Во многих своих теоретических работах Томас Манн называет подобный процесс прорывом к новому гуманизму. В основе лежит осознание недостаточности, изжитости, одряхления прежнего гуманизма – «цейтбломовского». И невозможности обрести новое гуманистическое мироощущение плавно, без катаклизмов, без болезненного потрясения привычных устоев – социальных, культурных и нравственных, – без риска «потерять душу», потерять духовное здоровье, но с тем, чтобы проложить путь к новому духовному здоровью новых поколений.
За эту готовность, которой нет у него самого, любит Леверкюна «добрый Сереиус» – любит, если он действительно добрый.
А что такое этот «новый гуманизм»? Ответить так же непросто, как предсказать, каким будет ребенок, только что появившийся на свет. И сами рождающие его в муках этого доподлинно не знают.

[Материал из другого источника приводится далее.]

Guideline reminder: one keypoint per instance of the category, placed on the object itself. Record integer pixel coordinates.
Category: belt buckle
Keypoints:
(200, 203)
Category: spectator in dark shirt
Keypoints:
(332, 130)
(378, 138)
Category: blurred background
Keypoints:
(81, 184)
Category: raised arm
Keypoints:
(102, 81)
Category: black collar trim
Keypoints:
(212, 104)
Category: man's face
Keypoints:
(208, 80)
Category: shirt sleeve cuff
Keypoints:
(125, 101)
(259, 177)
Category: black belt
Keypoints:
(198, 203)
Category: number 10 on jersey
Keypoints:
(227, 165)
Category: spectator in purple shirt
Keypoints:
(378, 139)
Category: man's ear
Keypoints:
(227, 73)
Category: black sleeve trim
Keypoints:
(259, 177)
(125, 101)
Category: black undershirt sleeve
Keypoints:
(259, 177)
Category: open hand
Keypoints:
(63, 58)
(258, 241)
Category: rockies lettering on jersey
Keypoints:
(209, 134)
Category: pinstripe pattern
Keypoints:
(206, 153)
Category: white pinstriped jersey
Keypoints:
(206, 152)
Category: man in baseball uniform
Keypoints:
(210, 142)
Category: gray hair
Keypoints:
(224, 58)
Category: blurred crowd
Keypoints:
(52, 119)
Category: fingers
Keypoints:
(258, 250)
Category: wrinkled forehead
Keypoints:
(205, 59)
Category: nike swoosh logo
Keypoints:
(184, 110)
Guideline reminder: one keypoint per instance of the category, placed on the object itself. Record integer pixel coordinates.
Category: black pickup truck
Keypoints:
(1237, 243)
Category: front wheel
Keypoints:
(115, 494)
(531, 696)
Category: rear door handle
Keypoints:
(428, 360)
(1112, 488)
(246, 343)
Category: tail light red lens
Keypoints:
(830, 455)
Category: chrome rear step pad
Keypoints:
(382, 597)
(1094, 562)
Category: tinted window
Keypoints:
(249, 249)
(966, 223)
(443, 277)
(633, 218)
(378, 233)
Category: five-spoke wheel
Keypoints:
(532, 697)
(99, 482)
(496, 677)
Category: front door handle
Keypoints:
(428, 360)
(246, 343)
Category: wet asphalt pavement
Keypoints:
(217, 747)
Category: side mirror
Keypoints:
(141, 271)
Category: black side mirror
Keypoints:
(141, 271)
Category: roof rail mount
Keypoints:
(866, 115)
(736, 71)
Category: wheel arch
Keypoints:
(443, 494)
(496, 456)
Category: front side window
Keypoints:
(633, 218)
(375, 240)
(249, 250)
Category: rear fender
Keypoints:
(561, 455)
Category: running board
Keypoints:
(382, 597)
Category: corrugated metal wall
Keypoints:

Конечно, процесс рождения нового происходит всегда и постоянно. Но первые десятилетия XX века дают нам картину как никогда напряженных, крутых и лихорадочных переломов, поисков еще неведомого. У самых разных, непохожих друг на друга художников мы находим общее – вот это состояние неодолимой тревоги, потребность «прорыва», сознание: «Больше нельзя по-прежнему, нужно иное». Старый Лев Толстой говорит себе и всему миру: «Больше нельзя по-прежнему», разрывает с прошлым, становится несправедливо критичен к самому себе как к автору «Войны и мира», «Анны Карениной» и зовет к искусству безыскусственному, необманному, органическому, которое было бы плотью от плоти народной жизни. В это время Ромен Роллан горит идеей создания народного зрелища, народного театра. В это время Горький атакует старое бурным натиском «плебейского» романтизма. В это время Маяковский провозглашает: «Долой вашу любовь!», «Долой ваше искусство!», «Долой ваш строй!», «Долой вашу религию!». В это время Пикассо дерзостно разрушает вековые принципы «иллюзорного» изображения. В это время и позже многие, куда менее значительные, тоже говорят: «Больше нельзя по-прежнему» – и деятельно участвуют в разрушении; у одних разрушение так и остается разрушением, геростратовским актом, приводя к тупику «черного квадрата», у других в воцаряющемся хаосе проступают еще неясные, неуверенные очертания новых ценностей.